As for racial or ethnic differences, the evidence is far weaker than stereotypes suggest. One large experimental study that included participants from a wide range of ethnicities found that variation in perception and preference due to ethnicity or cultural background was minor. Most large meta-analyses either don’t find meaningful differences by region or note that study methodology varies too much between countries to draw reliable comparisons.
Why Humans Are Larger Than Other Primates
Relative to body size, the human penis is significantly larger than that of any other primate. Researchers at Monash University and the Australian National University found that this is driven primarily by mate selection rather than competition between males. In their analysis, the effect of penis size on female-rated attractiveness was four to seven times stronger than its effect on perceived fighting ability. In other words, the human penis evolved more as a visual signal of attractiveness than as a marker of dominance, though it functions as both. This is consistent with the broader pattern in evolutionary biology where traits that influence mate choice can become exaggerated over time.

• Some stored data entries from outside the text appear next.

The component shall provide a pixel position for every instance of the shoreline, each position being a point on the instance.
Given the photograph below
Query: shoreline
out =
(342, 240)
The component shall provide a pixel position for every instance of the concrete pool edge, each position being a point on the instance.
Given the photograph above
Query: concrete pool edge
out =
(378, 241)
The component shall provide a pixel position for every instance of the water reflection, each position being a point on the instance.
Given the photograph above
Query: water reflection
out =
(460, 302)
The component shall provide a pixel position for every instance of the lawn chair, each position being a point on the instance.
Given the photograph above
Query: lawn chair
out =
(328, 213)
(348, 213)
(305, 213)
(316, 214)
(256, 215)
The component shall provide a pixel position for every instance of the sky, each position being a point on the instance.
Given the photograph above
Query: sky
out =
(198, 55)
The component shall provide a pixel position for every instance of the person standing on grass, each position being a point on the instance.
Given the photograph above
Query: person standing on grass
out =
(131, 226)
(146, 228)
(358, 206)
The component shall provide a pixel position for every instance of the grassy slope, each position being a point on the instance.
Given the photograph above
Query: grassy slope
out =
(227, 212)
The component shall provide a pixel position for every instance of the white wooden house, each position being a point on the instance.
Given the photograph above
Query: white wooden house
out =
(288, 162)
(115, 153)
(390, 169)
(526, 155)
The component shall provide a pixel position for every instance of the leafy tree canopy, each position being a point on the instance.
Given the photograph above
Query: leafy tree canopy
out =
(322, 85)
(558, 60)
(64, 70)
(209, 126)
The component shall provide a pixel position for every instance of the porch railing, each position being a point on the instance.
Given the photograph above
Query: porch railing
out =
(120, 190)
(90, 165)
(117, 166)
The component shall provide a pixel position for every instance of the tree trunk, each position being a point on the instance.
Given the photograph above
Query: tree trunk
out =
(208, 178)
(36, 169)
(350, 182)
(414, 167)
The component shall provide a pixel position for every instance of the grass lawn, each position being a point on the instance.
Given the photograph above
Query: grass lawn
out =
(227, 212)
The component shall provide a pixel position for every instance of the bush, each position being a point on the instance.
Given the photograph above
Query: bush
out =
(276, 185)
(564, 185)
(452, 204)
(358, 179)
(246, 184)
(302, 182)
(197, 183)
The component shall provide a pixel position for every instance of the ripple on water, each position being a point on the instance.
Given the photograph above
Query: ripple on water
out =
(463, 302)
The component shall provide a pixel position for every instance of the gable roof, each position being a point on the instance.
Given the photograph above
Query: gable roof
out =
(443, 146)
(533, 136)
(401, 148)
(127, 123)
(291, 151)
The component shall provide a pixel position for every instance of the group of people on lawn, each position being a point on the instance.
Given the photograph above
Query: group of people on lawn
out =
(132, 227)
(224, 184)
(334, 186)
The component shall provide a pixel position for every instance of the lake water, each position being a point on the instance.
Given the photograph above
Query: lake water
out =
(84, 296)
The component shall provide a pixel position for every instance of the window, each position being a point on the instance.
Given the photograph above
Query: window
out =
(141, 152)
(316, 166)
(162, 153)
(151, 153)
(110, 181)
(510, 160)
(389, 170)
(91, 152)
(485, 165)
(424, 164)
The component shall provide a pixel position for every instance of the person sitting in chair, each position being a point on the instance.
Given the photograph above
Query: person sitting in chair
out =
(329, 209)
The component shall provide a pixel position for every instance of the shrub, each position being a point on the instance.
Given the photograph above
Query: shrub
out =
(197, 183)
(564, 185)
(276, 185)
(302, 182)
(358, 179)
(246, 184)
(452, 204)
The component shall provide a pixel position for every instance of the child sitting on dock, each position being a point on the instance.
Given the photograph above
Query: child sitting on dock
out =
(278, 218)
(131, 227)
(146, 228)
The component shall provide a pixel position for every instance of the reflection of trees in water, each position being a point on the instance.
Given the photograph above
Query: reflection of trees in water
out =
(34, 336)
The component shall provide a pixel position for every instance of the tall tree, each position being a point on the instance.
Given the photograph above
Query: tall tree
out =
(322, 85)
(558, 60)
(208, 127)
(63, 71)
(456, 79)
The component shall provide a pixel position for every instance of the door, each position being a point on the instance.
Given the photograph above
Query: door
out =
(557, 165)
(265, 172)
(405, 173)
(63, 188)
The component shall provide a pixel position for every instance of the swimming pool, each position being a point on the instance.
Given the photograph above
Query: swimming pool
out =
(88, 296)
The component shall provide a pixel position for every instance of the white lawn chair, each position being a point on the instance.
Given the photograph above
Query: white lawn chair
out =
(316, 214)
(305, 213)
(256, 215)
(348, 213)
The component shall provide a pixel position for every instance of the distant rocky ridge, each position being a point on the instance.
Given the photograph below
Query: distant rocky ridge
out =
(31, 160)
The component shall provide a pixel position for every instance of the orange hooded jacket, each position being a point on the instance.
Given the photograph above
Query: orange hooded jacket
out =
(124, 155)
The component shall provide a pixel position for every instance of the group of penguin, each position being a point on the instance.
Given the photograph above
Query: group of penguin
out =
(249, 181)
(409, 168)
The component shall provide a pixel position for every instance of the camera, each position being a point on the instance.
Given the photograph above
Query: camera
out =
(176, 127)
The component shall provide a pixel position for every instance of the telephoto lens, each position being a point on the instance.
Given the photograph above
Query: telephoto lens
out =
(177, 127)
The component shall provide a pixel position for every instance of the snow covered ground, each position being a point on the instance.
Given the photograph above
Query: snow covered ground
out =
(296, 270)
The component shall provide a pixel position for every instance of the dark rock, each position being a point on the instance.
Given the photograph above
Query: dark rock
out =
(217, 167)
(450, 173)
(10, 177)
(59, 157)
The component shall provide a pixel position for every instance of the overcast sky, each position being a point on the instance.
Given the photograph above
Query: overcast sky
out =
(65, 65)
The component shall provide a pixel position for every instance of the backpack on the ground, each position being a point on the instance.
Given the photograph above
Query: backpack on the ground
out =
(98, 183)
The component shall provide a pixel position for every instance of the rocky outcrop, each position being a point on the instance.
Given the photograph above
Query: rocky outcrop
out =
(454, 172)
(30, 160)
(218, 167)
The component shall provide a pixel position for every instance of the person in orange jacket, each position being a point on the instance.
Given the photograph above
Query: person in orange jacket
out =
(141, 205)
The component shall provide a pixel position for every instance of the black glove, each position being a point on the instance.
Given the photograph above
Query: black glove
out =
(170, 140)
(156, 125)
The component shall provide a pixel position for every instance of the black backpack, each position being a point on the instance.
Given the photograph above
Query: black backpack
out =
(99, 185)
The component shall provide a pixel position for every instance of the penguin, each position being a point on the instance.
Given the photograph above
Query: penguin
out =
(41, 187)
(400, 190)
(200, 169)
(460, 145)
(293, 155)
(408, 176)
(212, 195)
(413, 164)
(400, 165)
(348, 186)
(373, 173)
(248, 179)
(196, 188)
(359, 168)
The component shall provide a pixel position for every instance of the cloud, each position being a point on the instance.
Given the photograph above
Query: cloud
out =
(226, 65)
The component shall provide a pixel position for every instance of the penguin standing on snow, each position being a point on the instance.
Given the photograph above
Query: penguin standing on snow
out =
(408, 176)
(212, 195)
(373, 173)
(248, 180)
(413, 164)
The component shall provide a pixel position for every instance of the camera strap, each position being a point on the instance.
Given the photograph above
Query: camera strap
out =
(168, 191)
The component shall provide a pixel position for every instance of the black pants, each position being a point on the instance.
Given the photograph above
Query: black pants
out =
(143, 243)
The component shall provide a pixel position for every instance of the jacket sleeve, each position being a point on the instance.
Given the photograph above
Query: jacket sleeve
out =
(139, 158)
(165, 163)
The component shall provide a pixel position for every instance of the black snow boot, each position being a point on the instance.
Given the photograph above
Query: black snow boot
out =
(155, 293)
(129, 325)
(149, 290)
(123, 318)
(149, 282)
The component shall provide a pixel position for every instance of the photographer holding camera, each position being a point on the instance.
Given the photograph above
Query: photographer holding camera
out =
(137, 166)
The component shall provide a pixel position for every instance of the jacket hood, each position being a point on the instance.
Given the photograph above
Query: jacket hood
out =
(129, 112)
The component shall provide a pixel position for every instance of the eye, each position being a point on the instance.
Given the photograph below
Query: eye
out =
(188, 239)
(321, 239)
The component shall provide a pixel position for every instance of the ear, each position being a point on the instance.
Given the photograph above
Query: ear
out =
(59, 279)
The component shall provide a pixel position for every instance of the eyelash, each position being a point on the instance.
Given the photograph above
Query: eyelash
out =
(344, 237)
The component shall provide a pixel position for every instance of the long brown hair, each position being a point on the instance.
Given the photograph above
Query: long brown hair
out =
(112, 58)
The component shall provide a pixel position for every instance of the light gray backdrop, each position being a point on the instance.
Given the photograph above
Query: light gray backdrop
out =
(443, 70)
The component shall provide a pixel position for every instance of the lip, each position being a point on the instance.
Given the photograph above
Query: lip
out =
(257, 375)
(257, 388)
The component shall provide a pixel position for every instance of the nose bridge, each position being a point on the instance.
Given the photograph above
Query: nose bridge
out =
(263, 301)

What Partners Actually Care About
When women in the large survey rated their partner’s size, 67% called it average, 27% called it large, and only 6% called it small. Satisfaction numbers tell a similar story: 84% of women were satisfied with their partner’s size. Among the 14% who wanted a change, the desire was for a larger partner, and 2% actually preferred smaller. These numbers suggest that size plays a much smaller role in sexual satisfaction than many men assume.
That 84%-versus-55% satisfaction gap (women satisfied with their partner’s size versus men satisfied with their own) is one of the most consistent findings in this area of research. The anxiety is largely internal. If you’re anywhere near the average range, your concern about size is almost certainly greater than your partner’s.